While CGM usage has given me many great things, it also brought with it a heightened sense of awareness. On finger sticks alone, I could forget about diabetes in the time between blood tests. It was easy to not worry about it unless I chose to. With a CGM giving me a new reading every 5 minutes, and beeping VERY LOUDLY when I fall out of the target range I’ve specified, it’s pretty hard to ignore diabetes. In fact, over time it becomes hard to not check the CGM receiver every time I think there might be a new reading. Because the CGM can, but will not always, have fluctuation in accuracy
(due, in part, to the fact that it takes readings from the interstitial fluid in your body, not blood), I find myself constantly second-guessing the results – and doing a blood test to verify. Some people might find this stream of information irritating or annoying, but I find it fascinating. Having so much data available causes me to want even more of it.

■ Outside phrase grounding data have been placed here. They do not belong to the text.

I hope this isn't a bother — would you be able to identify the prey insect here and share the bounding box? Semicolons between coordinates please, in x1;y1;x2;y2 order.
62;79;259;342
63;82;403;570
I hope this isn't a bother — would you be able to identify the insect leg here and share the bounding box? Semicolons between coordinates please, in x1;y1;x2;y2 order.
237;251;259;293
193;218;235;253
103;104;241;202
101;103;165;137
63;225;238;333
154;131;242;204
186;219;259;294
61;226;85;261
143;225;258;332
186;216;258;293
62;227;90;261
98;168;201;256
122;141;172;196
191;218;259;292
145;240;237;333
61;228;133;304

It began with a diabetes patient blog I stumbled upon, which then led to many others. I found diabetes online communities I bonded with. I was searching for answers; for friendship; for support. The diabetes online community (DOC) as a whole has been a wonderful gift to find
. Reading the successes and failures of others helps me feel less alone in this fight, and more inspired to try my very best at wrangling this beast every day. The achievements of others give me the courage to reach for such goals myself. When I see others posting their BG readings online, I am motivated to test and do the same. And, when all else fails, I make a game out of it – Can I stay under 200 mg/dL today? Can I get myself to test every 2 hours, exactly? Can I eat that previously troublesome meal, and see if I can rock it BG-wise this time around?

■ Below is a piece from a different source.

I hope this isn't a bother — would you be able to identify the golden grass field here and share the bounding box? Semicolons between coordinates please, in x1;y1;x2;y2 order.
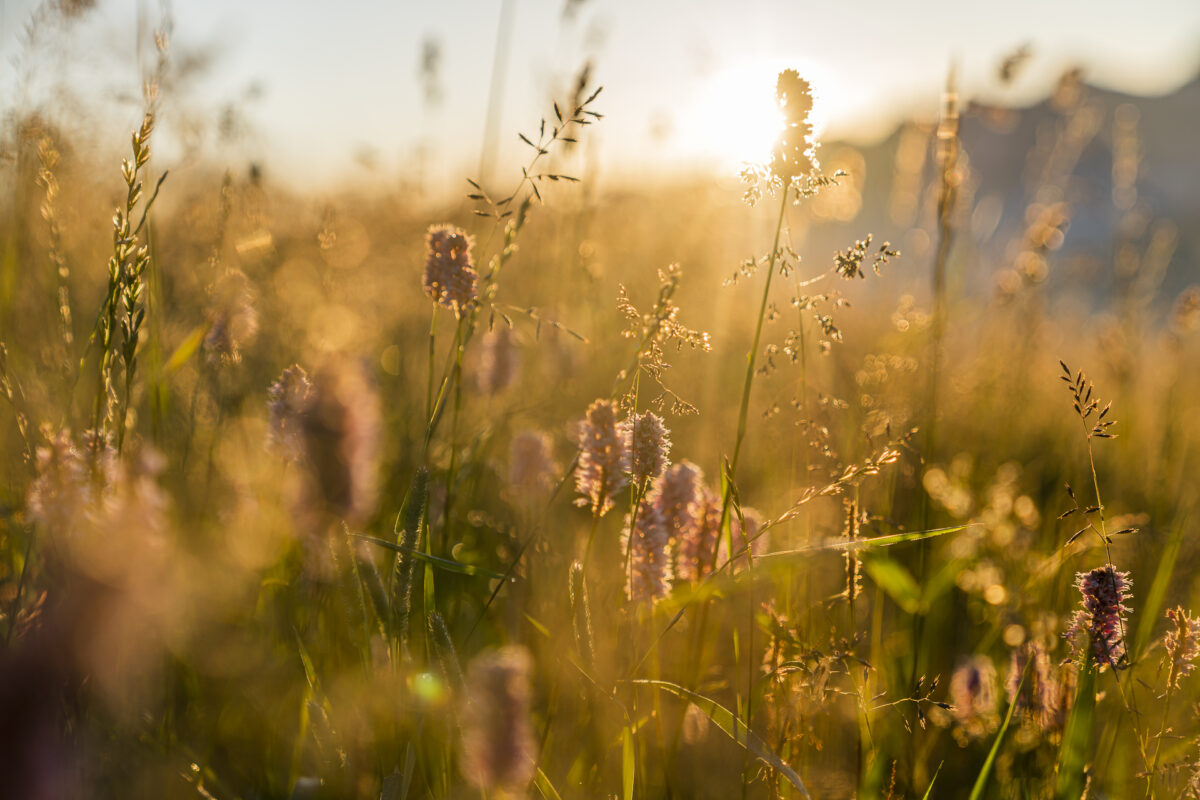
1;4;1199;799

Sometimes a long road looks too daunting – but that shouldn’t stop you from taking even the smallest steps down it. It’s easier to do when you have someone to hold your hand and keep you pointed in the right direction.

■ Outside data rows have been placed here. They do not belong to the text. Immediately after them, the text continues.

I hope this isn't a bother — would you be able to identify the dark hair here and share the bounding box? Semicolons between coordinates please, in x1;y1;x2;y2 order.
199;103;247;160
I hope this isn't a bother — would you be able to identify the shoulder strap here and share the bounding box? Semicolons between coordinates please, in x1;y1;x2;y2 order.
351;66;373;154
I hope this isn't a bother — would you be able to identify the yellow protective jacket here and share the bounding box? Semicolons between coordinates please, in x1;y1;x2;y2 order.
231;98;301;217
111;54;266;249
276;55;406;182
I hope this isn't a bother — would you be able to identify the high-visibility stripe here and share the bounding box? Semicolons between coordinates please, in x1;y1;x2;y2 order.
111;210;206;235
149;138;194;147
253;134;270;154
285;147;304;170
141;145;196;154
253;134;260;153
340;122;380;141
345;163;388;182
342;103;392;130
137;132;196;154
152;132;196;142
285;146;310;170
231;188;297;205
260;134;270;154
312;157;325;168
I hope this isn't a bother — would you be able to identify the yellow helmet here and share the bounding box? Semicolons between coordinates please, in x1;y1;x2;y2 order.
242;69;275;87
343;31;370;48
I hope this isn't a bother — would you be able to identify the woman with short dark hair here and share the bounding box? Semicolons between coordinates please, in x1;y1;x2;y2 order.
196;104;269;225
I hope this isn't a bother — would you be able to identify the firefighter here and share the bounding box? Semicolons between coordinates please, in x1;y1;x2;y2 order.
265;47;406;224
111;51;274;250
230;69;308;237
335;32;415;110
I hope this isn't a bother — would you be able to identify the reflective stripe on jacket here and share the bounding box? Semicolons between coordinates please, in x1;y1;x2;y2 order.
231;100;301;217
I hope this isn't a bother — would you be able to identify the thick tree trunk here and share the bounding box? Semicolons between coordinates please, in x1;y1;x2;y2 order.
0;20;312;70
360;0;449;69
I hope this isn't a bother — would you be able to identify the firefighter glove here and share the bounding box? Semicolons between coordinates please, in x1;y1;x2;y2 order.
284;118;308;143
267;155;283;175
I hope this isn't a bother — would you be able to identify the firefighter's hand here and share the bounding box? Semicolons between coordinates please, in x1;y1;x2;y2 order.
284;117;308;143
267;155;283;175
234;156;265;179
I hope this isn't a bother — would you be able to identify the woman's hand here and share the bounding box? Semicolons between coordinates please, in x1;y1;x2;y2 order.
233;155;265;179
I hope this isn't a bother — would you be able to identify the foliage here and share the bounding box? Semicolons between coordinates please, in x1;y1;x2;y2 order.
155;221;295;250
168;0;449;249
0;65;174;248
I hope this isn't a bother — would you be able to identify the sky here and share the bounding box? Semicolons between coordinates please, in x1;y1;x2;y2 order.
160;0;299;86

The third component has involved coming to terms with this state of living. It’s taken a long, long time to get there, but I feel like I’m in that last stage of coping with the death of my beta cells – Acceptance. This doesn’t mean I’ve given up hope, or feel resigned to the fact that I’m somehow a broken body. I’ve had my denial, plenty of anger, and a large heaping spoonful of depression. I wallowed around in self-pity for far longer than was acceptable. I was spiteful and bitter. (And although I still feel this negativity at times, it’s no longer for as long, or in such large doses.)
What it means is that I understand and respect the gravity of the situation I’m in. I know what I need to do, and why I need to do it. I’ve also realized that life is too damn short to feel sorry for myself all of the time. It’s a fruitless use of my energy.
For as long as I get to stay in the ring, I’m going to keep throwing punches.